High Court: Council granted permanent injunction against couple trespassing on abandoned housing estate

Clare County Council has been granted a permanent injunction restraining a couple and their family from trespassing on a housing estate where they had previously held a tenancy.

The family had lived on the site for over 14 years before being victims of an arson attack, and the Council had promised to offer the family a house there once the site had been refurbished.

Granting the injunction, Mr Justice Senan Allen said that the family did not have a subsisting tenancy, and that even if they did, this did not entitle the family to occupy another part of the site.

Background

In 1990, Clare County Council acquired land at Ashline, Ennis, Co Clare. The land was used for Traveller-specific accommodation, initially as a halting site. In 1998, four houses were built on the land and two more were added in 2006.

In March 1998, Bernard McDonagh and Helen McDonagh entered into a week-to-week tenancy for 1 Ashline.

From 2000-2012, a number of houses at Ashline were the subject of arson attacks and vandalism, including the McDonagh home, which had been petrol bombed in 2007.

By August 2012, the McDonaghs’ was the only property at Ashline that had not been rendered uninhabitable. Mr McDonagh contacted Clare County Council asking if he could be moved from Ashline, requesting for the family to be moved to Cork. Mr McDonagh reported, inter alia, that there was a court case coming up involving members of another family who were accused of cutting off his nephew’s finger. He feared that his family and their home would be attacked in reprisal if those on trial were given a custodial sentence. The McDonaghs had also received a letter from the gardaí stating that they needed to leave the Ennis area.

The housing officer at Clare County Council explained that it was not possible for the council to purchase or build a house for anyone in another functional area.

Arson attack and refurbishment proposal

Mr and Mrs McDonagh’s fears were “abundantly justified, for on 11 November 2012, the house was the subject of another arson attack”. A council engineer designated the house uninhabitable and arranged for it to be secured with steel shutters on the doors and windows. A barrier was also erected at the entrance to Ashline.

Consequently, the McDonagh family went to live with relatives in Cork. However, their tenancy at 1 Ashline was not surrendered in writing.

In a letter dated January 2014, the McDonaghs were informed that Clare County Council would be inviting “proposals from Approved Housing Bodies to refurbish the vacant Group Housing scheme at Ashline”, and that this was “an objective included in the Draft Traveller Accommodation Programme 2014 – 2018 which will be submitted to Clare County Council for approval”. They were told that on completion of the refurbishment, they would be offered accommodation at Ashline.

Trespassing application

In September 2017, the McDonaghs had to move out of a privately rented house. Thereafter, the family brought mobile homes to part of the Ashline site. The family informed the council that housing on this land was all they wanted.

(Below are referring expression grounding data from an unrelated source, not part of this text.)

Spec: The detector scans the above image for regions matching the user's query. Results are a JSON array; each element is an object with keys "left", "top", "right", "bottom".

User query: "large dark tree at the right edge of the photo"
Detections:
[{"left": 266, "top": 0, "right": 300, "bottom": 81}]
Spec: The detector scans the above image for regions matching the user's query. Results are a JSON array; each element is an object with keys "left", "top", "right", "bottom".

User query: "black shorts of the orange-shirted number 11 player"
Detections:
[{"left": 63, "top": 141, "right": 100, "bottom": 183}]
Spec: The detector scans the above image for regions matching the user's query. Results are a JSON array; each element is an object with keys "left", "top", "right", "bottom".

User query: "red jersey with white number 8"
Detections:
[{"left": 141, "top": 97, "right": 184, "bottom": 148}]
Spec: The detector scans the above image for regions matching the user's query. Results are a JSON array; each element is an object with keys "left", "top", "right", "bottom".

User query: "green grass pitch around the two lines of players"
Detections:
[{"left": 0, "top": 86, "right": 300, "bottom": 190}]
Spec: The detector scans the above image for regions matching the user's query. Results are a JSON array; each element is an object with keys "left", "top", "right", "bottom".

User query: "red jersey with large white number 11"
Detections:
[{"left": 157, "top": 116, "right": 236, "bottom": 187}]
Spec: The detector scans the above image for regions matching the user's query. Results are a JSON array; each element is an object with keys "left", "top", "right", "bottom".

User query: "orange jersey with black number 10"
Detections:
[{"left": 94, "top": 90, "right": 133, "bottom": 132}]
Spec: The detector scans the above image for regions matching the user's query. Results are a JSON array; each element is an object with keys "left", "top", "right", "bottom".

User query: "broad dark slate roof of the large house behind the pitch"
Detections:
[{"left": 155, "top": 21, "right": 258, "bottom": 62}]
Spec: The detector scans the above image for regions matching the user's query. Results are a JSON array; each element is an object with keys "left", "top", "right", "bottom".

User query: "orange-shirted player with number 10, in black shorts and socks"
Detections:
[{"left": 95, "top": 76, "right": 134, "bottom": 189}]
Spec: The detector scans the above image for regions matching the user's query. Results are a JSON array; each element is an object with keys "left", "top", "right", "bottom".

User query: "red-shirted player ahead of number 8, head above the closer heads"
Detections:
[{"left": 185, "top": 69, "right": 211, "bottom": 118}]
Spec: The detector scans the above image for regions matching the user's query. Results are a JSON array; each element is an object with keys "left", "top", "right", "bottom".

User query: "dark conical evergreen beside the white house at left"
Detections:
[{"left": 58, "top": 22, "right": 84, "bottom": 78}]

In 2018, Clare County Council were granted an interlocutory order requiring the removal of caravans and associated vehicles from the Ashline site. In the present application, Clare County Council sought a permanent injunction restraining the McDonaghs from trespassing on the land at Ashline.

The McDonaghs argued that they had a subsisting tenancy in 1 Ashline which the Council was obliged to reinstate, and that they were entitled to occupy the Ashline site as a result of the subsisting tenancy.

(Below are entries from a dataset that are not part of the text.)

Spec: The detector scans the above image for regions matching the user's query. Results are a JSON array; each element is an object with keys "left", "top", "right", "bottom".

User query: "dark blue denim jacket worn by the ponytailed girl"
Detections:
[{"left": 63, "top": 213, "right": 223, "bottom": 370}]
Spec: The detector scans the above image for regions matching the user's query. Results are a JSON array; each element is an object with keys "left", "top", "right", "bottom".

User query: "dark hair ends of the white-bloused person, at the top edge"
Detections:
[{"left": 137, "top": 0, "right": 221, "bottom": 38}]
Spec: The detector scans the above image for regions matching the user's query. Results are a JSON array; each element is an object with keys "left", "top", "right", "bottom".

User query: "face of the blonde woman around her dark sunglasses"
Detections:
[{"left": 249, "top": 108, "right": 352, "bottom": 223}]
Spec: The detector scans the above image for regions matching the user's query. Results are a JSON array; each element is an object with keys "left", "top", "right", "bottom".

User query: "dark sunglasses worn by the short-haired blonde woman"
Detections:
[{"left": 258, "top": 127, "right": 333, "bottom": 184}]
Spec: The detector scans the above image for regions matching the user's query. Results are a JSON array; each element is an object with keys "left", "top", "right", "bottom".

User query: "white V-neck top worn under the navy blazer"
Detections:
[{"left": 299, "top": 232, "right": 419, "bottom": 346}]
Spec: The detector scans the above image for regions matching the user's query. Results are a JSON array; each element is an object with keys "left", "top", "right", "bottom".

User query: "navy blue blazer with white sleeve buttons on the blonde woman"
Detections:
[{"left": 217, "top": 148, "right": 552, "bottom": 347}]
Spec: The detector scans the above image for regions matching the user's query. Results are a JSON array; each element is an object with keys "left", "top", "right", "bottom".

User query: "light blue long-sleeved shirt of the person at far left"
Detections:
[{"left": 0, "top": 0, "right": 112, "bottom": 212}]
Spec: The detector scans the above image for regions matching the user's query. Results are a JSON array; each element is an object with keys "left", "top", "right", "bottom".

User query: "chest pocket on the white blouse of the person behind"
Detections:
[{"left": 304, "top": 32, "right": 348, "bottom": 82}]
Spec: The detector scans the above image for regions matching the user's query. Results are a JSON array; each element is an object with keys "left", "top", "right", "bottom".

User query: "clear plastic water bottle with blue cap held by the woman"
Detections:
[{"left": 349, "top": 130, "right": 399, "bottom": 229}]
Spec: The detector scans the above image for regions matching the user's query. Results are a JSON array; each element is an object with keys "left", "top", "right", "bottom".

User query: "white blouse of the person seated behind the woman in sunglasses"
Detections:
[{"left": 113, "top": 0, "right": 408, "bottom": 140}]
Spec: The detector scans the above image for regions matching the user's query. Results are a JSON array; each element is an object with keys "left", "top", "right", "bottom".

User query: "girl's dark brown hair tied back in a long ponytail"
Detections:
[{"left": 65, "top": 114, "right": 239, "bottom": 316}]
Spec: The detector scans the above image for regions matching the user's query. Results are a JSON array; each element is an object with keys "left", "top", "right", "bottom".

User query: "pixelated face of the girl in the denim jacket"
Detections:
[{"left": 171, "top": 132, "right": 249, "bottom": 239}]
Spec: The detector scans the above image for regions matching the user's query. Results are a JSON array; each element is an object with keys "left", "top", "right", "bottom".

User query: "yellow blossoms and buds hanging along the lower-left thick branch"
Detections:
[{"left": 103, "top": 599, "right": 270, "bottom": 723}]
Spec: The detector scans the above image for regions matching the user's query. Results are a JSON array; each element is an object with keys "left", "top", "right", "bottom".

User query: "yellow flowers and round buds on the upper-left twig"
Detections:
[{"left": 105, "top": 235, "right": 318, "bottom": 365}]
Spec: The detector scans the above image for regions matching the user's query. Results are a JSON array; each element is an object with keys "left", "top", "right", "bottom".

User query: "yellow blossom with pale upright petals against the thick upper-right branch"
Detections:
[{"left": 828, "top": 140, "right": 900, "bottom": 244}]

Noting that the tenancy was not surrendered in writing, Mr Justice Allen said that the tenancy was surrendered by act an operation of law, and that even if the “tenancy had subsisted, it would not have justified their occupation of any other part of the site”.

Legitimate expectation

The McDonaghs put forward a number of counterclaims, including that the January 2014 letter created a legitimate expectation that they would be housed in Ashline in a Traveller-specific group housing scheme, and sought an order requiring the council to maintain Ashline as a Traveller-specific scheme and to offer the McDonaghs housing there.

Mr Justice Allen said that there could only have been a legitimate expectation that the Council would invite proposals for redevelopment of the site, and that the Traveller Accommodation Programme (TAP) “did not say and could not reasonably been understood as a promise or representation either that the site would be redeveloped as a Traveller-specific group scheme, or that it would not be redeveloped other than as such a scheme”.

At most, the letter created a legitimate expectation that “if and when the site was redeveloped for social housing”, the McDonaghs would be offered one of the houses – a promise which Mr Justice Allen said had been repeatedly confirmed by the council.

The Housing (Traveller Accommodation) Act 1998

Considering the McDonaghs’ counterclaim for declarations in relation to the implementation by the Council of its obligations under the Housing (Traveller Accommodation) Act 1998, Mr Justice Allen said that, although this had been pleaded in terms of private law, this was a public law challenge to the performance of public law duties.

Mr Justice Allen said that the court had essentially been invited to make its own appraisal of the need for, or desirability of, Traveller-specific group accommodation schemes in Clare – and that this was not something which the law allowed.